Тогда я, помнится, устав от скорой и поймав даже какой-то нервный срыв, воспользовалась его предложением о работе и пришла посмотреть клинику.
Отличную частную клинику, в центре Питера.
Главный филиал. Я знала, что по всей стране разбросано еще очень много более мелких отделений.
Игнат правильно распорядился временем, деньгами и связями.
Я прошла по стерильным коридорам, пообщалась с вышколенным и вежливым персоналом. Заглянула в палаты.
И… Вернулась обратно, к себе на Ваську.
Навсегда закрыв вопрос с удобством и сменой деятельности. Потому что мое будущее здесь, в этой чудесной клинике, виделось настолько ясным, что тошнило.
И дело не в пациентах. Пациенты — они и есть пациенты. Богатые, бедные… Я была более чем уверена, что вряд ли кто начал бы разговаривать со мной как-то неправильно. Только не там.
На скорой — только вперед. А вот там… Там прекрасно знали бы. Кто я, откуда, и кто за мной стоит незримой тенью двадцать без малого лет.
И именно это и бесило. Отвращало.
И к тому же не представляла я, как смогу спокойно работать с девяти до шести, а потом, моментально забыв про пациентов, идти домой… И что? И завтра — обратно на работу.

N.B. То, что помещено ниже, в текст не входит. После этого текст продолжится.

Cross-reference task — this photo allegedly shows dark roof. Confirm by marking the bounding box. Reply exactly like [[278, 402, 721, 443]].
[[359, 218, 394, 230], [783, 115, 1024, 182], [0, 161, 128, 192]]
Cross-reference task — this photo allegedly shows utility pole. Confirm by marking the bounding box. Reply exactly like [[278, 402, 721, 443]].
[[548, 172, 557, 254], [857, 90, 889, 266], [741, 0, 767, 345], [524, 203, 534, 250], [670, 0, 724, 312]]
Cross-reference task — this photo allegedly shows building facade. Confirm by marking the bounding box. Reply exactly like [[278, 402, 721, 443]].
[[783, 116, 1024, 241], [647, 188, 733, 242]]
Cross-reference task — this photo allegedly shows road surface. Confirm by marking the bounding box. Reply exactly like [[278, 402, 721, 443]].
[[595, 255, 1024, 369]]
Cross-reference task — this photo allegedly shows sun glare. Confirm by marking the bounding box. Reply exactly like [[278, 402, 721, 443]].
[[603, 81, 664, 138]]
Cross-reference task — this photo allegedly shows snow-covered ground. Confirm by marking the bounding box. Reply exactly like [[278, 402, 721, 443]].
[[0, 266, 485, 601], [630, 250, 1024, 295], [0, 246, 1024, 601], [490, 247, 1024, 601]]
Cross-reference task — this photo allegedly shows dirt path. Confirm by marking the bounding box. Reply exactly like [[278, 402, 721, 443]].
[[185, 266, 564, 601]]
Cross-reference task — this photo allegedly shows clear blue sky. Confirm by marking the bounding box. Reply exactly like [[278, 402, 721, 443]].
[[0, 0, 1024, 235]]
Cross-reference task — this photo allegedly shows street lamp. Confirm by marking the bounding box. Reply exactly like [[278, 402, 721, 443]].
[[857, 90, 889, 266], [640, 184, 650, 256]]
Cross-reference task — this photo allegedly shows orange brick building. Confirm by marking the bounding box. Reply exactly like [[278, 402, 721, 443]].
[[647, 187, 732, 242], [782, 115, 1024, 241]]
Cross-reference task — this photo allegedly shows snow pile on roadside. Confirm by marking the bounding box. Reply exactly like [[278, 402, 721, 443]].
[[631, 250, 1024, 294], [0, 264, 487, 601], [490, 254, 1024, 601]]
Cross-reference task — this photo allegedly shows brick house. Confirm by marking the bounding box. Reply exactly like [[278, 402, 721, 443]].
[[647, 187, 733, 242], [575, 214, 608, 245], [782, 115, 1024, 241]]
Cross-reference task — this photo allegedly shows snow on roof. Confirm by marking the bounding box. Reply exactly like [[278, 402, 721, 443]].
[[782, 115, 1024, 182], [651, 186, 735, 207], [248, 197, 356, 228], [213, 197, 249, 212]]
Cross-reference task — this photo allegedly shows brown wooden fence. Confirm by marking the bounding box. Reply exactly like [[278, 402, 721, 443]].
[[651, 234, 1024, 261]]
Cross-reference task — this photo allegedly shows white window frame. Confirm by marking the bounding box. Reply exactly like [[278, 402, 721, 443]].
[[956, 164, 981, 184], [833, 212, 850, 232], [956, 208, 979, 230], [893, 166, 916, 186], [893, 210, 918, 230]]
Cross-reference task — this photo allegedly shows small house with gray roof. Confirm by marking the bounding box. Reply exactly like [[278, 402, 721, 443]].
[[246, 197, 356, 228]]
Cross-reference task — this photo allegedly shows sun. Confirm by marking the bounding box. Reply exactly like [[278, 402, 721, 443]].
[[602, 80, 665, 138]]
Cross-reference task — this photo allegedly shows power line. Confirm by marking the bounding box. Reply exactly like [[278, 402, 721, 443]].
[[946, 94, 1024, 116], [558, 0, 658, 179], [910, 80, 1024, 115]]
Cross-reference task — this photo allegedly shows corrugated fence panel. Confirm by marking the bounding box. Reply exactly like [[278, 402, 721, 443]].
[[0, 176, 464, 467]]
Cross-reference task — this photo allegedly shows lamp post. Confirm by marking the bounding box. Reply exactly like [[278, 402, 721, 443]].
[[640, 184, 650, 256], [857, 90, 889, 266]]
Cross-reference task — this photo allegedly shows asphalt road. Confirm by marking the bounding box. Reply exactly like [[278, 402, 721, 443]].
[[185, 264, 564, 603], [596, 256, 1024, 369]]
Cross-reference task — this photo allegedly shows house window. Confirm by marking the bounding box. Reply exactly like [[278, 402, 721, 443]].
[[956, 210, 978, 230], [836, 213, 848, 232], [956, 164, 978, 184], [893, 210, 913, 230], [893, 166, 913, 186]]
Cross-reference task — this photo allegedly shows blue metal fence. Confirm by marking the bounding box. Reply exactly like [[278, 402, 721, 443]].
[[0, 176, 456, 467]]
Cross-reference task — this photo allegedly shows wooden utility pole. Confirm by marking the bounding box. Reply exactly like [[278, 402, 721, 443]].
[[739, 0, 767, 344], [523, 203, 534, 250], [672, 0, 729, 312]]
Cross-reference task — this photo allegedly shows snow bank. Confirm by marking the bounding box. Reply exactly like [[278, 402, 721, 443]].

Тихая, размеренная, достойная жизнь уважаемого человека. Вот только уважение ко мне будет не как к доктору. А как к женщине Хельмута Троскена. Или, как его уже практически никто не называл, словно позабыли это имя, стерли из памяти, Олега Сухого.
И весь мой мирный, спокойный мир… Ну, это так себе радость.
В тот момент, выходя из клиники, я поняла, что просто не смогу здесь работать.
Так.
Тихо, размеренно.
Довольно.
На следующий день, реанимируя передознувшего наркомана, валяющегося на прожженном матрасе в окружении таких же, как он, веселых граждан, я вспоминала свой краткий поход в другую жизнь. И нет, не жалела, что отказалась.
Я выдыхаю, чувствуя странную слабость и легкую боль в боку.